After seeing the outside of the Walt Disney Concert hall on their many previous excursions into LA, a group of students were finally able to experience what goes on inside during a recent Avodah to the Los Angeles Philharmonic. All would agree it was a night to remember!
The Walt Disney Concert Hall is one of the best designed buildings for acoustics, and the LA Philharmonic who calls it their home is one of the top ten in America. It is conducted by Gustavo Dudamel, a talented young conductor from Venezuela who some have hailed as a prodigy and the leader of a musical revolution. The night of the Avodah they performed three pieces. The first was “Short Ride in a Fast Machine” by John Adams. The second was a new piece, “Magnetar,” which was premiered the night before the students attended. It was composed by Enrico Chapela on commission by the La Philharmonic for the electric cello. The cello solo was played by Johannes Moser, a world renowned cellist. The final piece was Prokofiev’s popular Fifth Symphony.

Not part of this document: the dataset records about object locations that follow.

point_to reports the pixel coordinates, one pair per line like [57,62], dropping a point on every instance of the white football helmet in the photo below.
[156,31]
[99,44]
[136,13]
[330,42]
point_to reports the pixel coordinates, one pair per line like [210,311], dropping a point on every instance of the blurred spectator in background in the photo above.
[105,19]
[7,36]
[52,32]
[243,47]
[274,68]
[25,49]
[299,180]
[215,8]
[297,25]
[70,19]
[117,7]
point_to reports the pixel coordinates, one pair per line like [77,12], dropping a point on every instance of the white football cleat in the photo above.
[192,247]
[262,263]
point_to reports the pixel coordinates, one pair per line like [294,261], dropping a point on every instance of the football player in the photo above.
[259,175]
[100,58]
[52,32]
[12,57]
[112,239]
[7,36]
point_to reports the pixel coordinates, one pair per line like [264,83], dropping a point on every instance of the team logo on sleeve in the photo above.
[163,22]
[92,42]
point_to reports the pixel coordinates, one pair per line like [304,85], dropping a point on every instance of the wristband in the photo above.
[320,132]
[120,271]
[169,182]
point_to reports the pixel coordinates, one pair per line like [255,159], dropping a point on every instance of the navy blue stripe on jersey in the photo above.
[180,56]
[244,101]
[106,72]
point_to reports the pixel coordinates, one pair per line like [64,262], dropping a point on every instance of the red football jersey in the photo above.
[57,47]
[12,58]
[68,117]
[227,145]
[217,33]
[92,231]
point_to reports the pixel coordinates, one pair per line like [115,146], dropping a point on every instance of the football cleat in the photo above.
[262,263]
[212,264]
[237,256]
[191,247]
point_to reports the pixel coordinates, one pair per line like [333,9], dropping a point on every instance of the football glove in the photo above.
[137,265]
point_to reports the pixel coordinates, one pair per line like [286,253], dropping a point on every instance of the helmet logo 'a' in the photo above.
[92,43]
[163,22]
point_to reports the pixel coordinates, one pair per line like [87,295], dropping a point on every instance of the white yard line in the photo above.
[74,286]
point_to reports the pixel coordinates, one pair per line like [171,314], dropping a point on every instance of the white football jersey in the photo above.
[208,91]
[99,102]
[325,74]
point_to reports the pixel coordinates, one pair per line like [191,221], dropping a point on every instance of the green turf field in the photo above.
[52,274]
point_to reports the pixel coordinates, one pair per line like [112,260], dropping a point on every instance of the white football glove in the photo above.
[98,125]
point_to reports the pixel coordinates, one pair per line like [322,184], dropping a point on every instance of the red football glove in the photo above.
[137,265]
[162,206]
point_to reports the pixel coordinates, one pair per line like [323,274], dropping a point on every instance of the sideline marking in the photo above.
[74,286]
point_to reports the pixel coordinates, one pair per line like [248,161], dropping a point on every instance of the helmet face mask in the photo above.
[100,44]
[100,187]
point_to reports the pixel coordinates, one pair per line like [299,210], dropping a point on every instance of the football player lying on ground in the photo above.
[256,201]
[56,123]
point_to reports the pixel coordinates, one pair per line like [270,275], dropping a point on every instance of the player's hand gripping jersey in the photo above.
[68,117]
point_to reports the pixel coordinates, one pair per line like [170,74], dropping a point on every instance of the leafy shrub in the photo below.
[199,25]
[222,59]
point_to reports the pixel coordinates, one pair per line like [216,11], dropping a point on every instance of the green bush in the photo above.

After the concert, students reflected on the beauty and unique value of art of this kind. They talked through the history of each of the pieces, and realized how important a knowledge of context can be in understanding a piece. For instance, Prokofiev’s piece was written near the end of World War 2 and was the only one of his symphonies which the dictator allowed to be played. This explains the victorious sound which is apparent in the piece. This is a good example of the value of a liberal arts education, learning to combine knowledge of music with that of other disciplines such as history. The more knowledge one has gained in a wide field of information, the more levels they would be able to appreciate the music on.
Students also commented on the significance of this event happening in LA. They noted the city’s role as a meeting of cultures all over the world: the composers were from America, Mexico and Russia, the conductor was from Venezuela, the cellist was from Germany and the musicians themselves represented many different races and ethnicities. This provides a unique opportunity for those who live in and around the city; it is a great privilege to be able to experience the best talent around the world and to hear both the similarities and differences between the pieces and styles represented in the concert.
The discussion was finished by tying in the value of an excursion like this to the mission of Providence Christian College. Students concluded that supporting art of this type was supporting the God-given gifts of these people to be sub creators responding to the world in which God has put them. Gaining knowledge of music and musical history is also tenant of a liberal arts education. Finally, to attend the Philharmonic is to engage culture from both LA and the other countries around the world who contributed to the music performed. Students were blessed to witness the Los Angeles Philharmonic filling its role in preserving and recreating music.